I simply don’t drink. I avoid places where I could do things to excess; it’s in my speaking contract that if I have to speak in Vegas, I fly in and out on the same day. To quote from the movie “War Games,” the only winning move is not to play.

Q: What are additional things people can do to increase their productivity for success?

A: Focus on healthy. Pizza, junk food, etc., are all dopamine releasers. The problem is, they also come with tons of fat and carbs, and they usually just require you to eat more next time to get the same “high.” Focus on healthy food instead. The healthier I eat, the easier it is to use my ADHD to my advantage. Get your chemicals from exercise and other more beneficial options.

Find a zone of focus. For me, it’s an airplane. I can get on a plane in New York City, write for 14 hours, and land in Tokyo with a brand new book. Nothing to bother me, nothing to distract me. It’s the best place in the world for me. Where’s your zone of focus? Chances are it’s not in your office.

Schedule meetings only one day a week, and keep them short and standing. Want a meeting with me? Happy to do it, but it’ll be 20 minutes, and we’ll either be standing while we do it or we’ll be doing something physical — like a spin class with a coffee afterward.

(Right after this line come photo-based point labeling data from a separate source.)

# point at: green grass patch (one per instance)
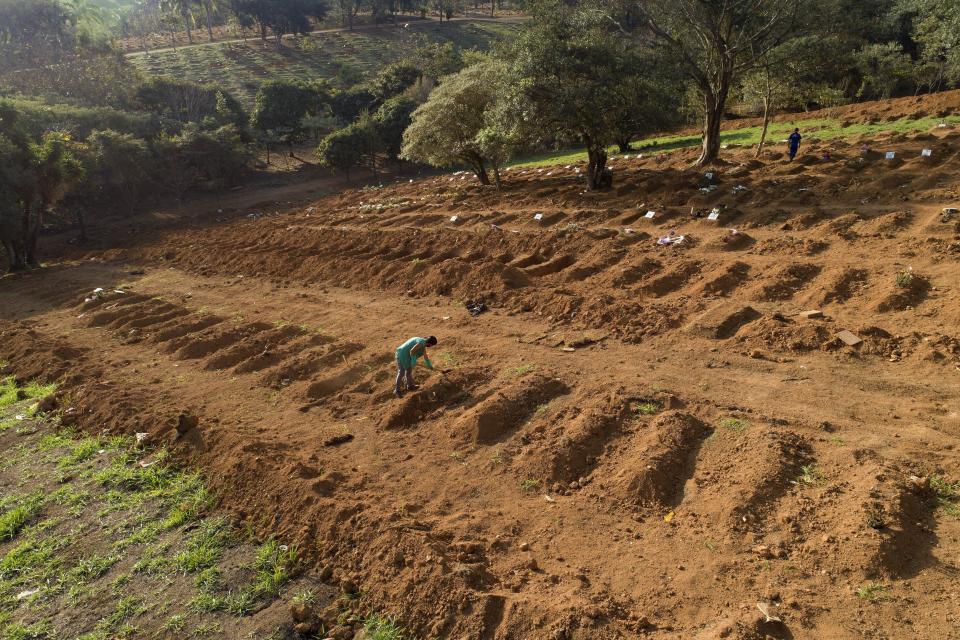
(946, 494)
(273, 565)
(378, 627)
(821, 128)
(646, 407)
(522, 369)
(17, 517)
(872, 592)
(530, 485)
(735, 425)
(810, 475)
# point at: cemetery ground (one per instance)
(748, 433)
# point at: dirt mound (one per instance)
(546, 485)
(659, 461)
(504, 412)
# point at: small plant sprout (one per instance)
(872, 592)
(646, 407)
(734, 424)
(522, 369)
(529, 485)
(810, 474)
(904, 278)
(946, 494)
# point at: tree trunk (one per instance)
(596, 163)
(713, 116)
(766, 124)
(30, 248)
(82, 223)
(480, 169)
(209, 18)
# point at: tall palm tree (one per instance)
(181, 8)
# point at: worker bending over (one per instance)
(407, 355)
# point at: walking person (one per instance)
(794, 141)
(407, 355)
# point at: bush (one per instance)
(37, 116)
(186, 101)
(282, 105)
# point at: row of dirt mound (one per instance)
(639, 437)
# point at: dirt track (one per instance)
(701, 449)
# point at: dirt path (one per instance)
(633, 440)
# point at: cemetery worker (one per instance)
(794, 141)
(407, 355)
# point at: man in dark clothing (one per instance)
(794, 141)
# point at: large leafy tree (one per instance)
(936, 28)
(34, 176)
(391, 120)
(715, 41)
(278, 16)
(448, 128)
(282, 105)
(574, 78)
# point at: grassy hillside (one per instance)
(341, 56)
(812, 128)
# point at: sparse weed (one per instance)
(175, 623)
(273, 564)
(14, 520)
(872, 592)
(382, 628)
(205, 548)
(947, 495)
(646, 407)
(904, 278)
(522, 369)
(734, 424)
(810, 474)
(305, 596)
(530, 485)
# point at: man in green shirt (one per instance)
(407, 355)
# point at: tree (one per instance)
(391, 120)
(573, 78)
(279, 16)
(34, 176)
(715, 41)
(393, 80)
(883, 67)
(349, 147)
(118, 166)
(936, 28)
(283, 105)
(181, 9)
(187, 101)
(347, 105)
(435, 59)
(446, 129)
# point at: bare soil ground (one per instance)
(634, 441)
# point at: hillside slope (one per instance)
(637, 439)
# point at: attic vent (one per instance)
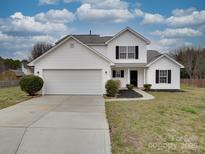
(72, 45)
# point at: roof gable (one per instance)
(65, 40)
(168, 57)
(130, 30)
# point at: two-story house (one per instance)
(81, 64)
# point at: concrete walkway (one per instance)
(145, 96)
(55, 125)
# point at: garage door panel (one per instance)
(73, 82)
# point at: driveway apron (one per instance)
(55, 124)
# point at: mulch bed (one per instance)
(128, 94)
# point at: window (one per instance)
(127, 52)
(118, 73)
(122, 52)
(131, 52)
(163, 76)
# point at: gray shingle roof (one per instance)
(89, 39)
(152, 55)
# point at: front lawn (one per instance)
(174, 122)
(11, 96)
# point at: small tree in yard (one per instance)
(31, 84)
(112, 88)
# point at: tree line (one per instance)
(193, 60)
(8, 63)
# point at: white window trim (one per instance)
(133, 52)
(118, 74)
(163, 76)
(127, 52)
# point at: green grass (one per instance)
(11, 96)
(171, 123)
(190, 110)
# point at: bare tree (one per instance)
(39, 49)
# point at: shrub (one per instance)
(118, 83)
(31, 84)
(111, 88)
(147, 87)
(129, 86)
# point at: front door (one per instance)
(133, 78)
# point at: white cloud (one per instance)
(47, 2)
(139, 13)
(183, 12)
(178, 32)
(5, 37)
(48, 22)
(186, 17)
(19, 32)
(69, 1)
(152, 18)
(168, 42)
(149, 18)
(107, 4)
(88, 12)
(55, 16)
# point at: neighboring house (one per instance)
(27, 70)
(81, 64)
(11, 74)
(18, 72)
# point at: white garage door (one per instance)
(87, 82)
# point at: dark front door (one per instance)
(133, 78)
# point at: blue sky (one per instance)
(168, 24)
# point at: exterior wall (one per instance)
(100, 48)
(164, 64)
(126, 79)
(127, 39)
(78, 57)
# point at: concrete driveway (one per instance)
(55, 125)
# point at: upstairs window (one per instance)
(126, 52)
(118, 73)
(122, 52)
(163, 76)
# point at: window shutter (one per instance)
(157, 76)
(169, 76)
(113, 73)
(136, 52)
(122, 73)
(117, 52)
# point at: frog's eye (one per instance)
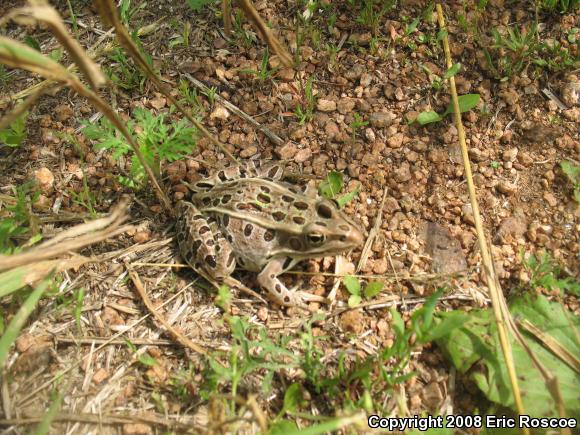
(316, 239)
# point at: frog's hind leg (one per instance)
(201, 243)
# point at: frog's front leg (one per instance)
(201, 243)
(268, 279)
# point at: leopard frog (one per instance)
(248, 216)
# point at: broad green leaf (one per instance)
(411, 27)
(373, 288)
(354, 301)
(474, 348)
(452, 71)
(428, 117)
(332, 185)
(19, 320)
(352, 284)
(347, 197)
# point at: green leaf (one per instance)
(292, 399)
(373, 288)
(282, 427)
(411, 27)
(333, 184)
(347, 197)
(428, 117)
(32, 42)
(354, 301)
(474, 349)
(18, 321)
(352, 285)
(452, 71)
(198, 5)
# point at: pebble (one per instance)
(550, 199)
(44, 179)
(287, 151)
(396, 141)
(326, 105)
(303, 155)
(381, 119)
(63, 112)
(506, 187)
(345, 105)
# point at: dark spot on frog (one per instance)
(269, 235)
(273, 171)
(278, 216)
(299, 220)
(295, 244)
(324, 211)
(262, 197)
(210, 261)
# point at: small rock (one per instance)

Not only does this combine the best of two worlds and save time, but it acts as a deterrent to those who don’t want to take the time. I don’t do “mid-day” meetings anymore. They waste too much time and break up the flow of my day.

Drink a ton of water. When you’re ADHD, it’s easy to forget to take care of yourself. If nothing else, learn to like water like Michael Phelps likes water. I try and drink at least six liters a day. If nothing else, it gets you up and to the bathroom, which is better than sitting all day at your desk.

By putting into place simple strategies, you can create a path to your success in business and life.